Britain - February consumer price index was up 0.3 percent and 1.3 percent when compared with last year. This remains considerably below the Bank of England's 2 percent inflation target. The retail price index was up 0.4 percent and 2.5 percent on the year, while the retail price index excluding mortgage interest payments (the Bank of England's old inflation measure) was up 0.3 percent and 2.3 percent on the year. Clothing and footwear prices were down as seasonal discounts were extended into February.

February claimant count unemployment rate remained at 2.9 percent. Unemployment declined by 6,600. The International Labour Organization unemployment rate for the three months ending in January slipped to 4.8 percent from 4.9 percent for the previous three months. The number of ILO unemployed dropped by 33,000 jobs.

Average earnings for the three months ending in January 2004 jumped 4.5 percent when compared with the same three months a year earlier. During the three previous months, average earnings climbed 3.5 percent. Excluding bonuses, average earnings were up 3.6 percent.

February retail sales volumes were flat on the month but jumped 6.5 percent when compared with last year. Food sales were up, offsetting a decline in non-food sales.

Americas
Canada - January manufacturers' shipments edged down 0.2 percent and were down 3.3 percent when compared with last year. Thirteen of 21 manufacturing industries, accounting for 43 percent of total shipments, declined. The decline was concentrated in the durable goods sector but this was largely offset by rising industrial prices and higher nondurable goods manufacturing. Fabricated metal products, computer and electronic products and miscellaneous manufacturing shipments dropped. Higher petroleum prices and food shipments generally offset the declines of January. New orders jumped 2.5 percent. An indication of future production, new orders are at the highest level since October 2002. The transportation equipment and computer industries were primarily responsible for the increase. Manufacturers' backlog of unfilled orders rose 2.6 percent, the first increase since September. However, unfilled orders are still down 12.1 percent on the year.

February consumer price index was up 0.2 percent and increased by 0.7 percent when compared with last year. Core CPI, which excludes food and energy, slipped 0.2 percent and was up 1.1 percent on the year. Gasoline prices were up 3.4 percent but were down 5.8 percent on the year. The Bank of Canada's inflation measure which excludes eight volatile items was up 1.1 percent on the year. This compares with the Bank's inflation target range of 1 to 3 percent, tending toward the midpoint of 2 percent.

Bottom line
As the first quarter draws to a close, investors will be evaluating company statements with heightened scrutiny to see if they meet expectations. Investors in Europe will be watching for the stronger euro's impact on profits and sales.

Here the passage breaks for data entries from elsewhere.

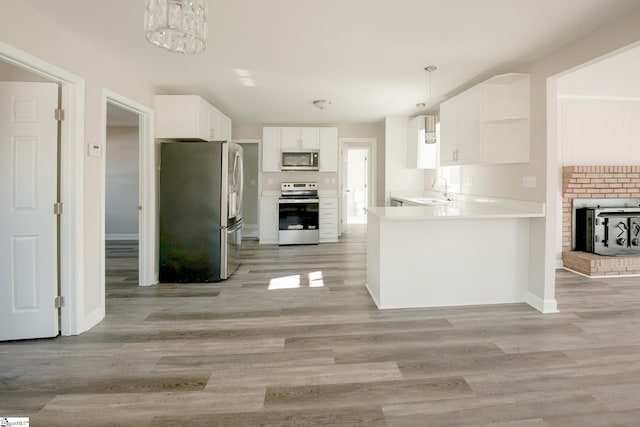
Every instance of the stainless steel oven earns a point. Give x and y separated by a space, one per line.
298 214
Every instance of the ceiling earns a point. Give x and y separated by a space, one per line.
366 56
616 76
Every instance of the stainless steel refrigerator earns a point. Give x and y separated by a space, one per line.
200 211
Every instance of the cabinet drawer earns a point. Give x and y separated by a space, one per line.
329 203
328 223
328 232
328 214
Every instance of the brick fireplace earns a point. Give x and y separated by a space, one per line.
597 182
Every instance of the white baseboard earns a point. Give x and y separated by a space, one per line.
543 306
121 237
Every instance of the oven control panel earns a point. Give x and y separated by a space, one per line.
295 186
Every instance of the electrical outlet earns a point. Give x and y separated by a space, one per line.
529 182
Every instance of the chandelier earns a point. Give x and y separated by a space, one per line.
430 118
176 25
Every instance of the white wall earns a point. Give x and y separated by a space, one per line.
56 45
621 34
250 195
599 131
121 211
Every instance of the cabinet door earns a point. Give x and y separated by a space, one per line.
309 138
328 219
271 149
448 132
181 117
214 125
268 221
328 149
469 118
290 138
225 128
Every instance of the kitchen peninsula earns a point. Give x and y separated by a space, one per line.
432 252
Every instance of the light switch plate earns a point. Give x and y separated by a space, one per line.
95 150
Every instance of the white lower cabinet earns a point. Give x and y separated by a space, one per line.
328 221
268 219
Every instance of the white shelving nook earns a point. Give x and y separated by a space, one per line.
488 123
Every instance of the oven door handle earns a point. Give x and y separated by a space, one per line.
285 201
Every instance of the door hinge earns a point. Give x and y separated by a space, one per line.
58 208
59 114
59 301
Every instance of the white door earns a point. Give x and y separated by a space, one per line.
357 185
28 225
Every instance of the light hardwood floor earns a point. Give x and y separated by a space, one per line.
236 353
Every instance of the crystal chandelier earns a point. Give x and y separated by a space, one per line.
176 25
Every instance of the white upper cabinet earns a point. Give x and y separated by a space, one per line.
488 123
295 138
271 149
328 143
185 117
419 154
278 139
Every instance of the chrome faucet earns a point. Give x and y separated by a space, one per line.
446 186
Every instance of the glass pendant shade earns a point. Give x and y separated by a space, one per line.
176 25
430 129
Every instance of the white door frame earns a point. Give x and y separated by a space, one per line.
370 144
147 223
73 317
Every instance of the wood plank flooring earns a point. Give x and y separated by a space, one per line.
314 351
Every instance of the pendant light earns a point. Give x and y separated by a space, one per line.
176 25
430 119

And Shell investors especially will be looking to see what happens next to the beleaguered company as it tries to figure out what went wrong with its reserve estimates again. Estimating reserves and their recoverability have always been vexing problems for all oil producers.

Japanese exporters have probably already completed profit repatriation prior to the end of their fiscal year on March 31st. The finance ministry has indicated that they might have the Bank of Japan intervene less in the foreign exchange markets. Now that the fiscal year is virtually over and profits on U.S. sales repatriated, it might be a good time ease intervention now that the economy appears to be on a more stable growth trajectory.